United States v. Grimaud - 220 U.S. 506, 31 S. Ct. 480 (1911)


When Congress has legislated and indicated its will, it can give to those who are to act under such general provisions "power to fill up the details" by the establishment of administrative rules and regulations, the violation of which can be punished by fine or imprisonment fixed by Congress, or by penalties fixed by Congress or measured by the injury done.


In separate cases, defendants were indicted for grazing sheep on a forest reserve without having obtained the permission required by the regulations adopted by the Secretary of Agriculture. They demurred on the ground that the Forest Reserve Act of 1891, 26 Stat. 1103, was unconstitutional, in so far as it delegated the power to the Secretary to make rules and regulations and to make a violation thereof a penal offense. When their several demurrers were sustained, appeal was taken by the United States.


Was the Forest Reserve Act unconstitutional for allowing an invalid delegation of legislative power?
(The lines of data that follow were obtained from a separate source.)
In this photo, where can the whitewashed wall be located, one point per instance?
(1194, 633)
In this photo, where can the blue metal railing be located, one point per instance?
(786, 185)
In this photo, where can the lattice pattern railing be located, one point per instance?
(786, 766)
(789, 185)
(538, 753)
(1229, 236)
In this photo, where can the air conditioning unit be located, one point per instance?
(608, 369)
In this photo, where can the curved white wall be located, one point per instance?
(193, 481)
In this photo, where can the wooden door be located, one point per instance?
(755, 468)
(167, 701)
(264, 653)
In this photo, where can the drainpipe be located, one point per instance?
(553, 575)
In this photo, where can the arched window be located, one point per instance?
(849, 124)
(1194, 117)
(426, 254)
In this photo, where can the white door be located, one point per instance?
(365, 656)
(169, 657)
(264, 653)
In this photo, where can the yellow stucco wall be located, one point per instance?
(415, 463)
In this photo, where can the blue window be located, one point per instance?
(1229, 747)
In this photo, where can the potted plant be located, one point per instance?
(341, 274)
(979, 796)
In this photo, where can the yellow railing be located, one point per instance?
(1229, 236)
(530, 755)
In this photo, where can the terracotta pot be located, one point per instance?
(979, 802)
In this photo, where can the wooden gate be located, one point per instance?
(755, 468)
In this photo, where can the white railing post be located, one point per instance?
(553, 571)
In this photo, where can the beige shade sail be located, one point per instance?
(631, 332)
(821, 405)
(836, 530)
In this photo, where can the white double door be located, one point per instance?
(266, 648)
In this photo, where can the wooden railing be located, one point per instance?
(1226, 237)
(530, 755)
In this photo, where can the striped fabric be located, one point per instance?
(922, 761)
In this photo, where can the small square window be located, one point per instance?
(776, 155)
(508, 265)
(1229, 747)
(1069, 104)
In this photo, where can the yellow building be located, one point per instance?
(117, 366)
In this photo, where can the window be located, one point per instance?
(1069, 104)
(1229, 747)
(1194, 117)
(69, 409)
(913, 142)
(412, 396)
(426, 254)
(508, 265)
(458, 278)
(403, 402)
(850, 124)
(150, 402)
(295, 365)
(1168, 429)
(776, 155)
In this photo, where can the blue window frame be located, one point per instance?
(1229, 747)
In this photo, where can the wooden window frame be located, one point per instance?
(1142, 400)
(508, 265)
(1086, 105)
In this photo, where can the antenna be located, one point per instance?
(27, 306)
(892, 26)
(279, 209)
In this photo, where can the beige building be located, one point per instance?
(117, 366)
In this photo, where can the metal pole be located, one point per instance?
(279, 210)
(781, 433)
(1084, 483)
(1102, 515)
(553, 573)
The Supreme Court of the United States reversed the judgments upon finding that that the demurrers should not have been sustained. The Court concluded that although the Secretary could not make rules and regulations for any and every purpose, nevertheless, he could as to matters clearly indicated and authorized by Congress. The subjects as to which the Secretary could regulate were defined by Congress. In particular, he was authorized to regulate occupancy and use and to preserve the forests from destruction. A violation of reasonable rules regulating the use and occupancy of the property was made a crime, not by the Secretary, but by Congress. The statute, not the Secretary, fixed the penalty.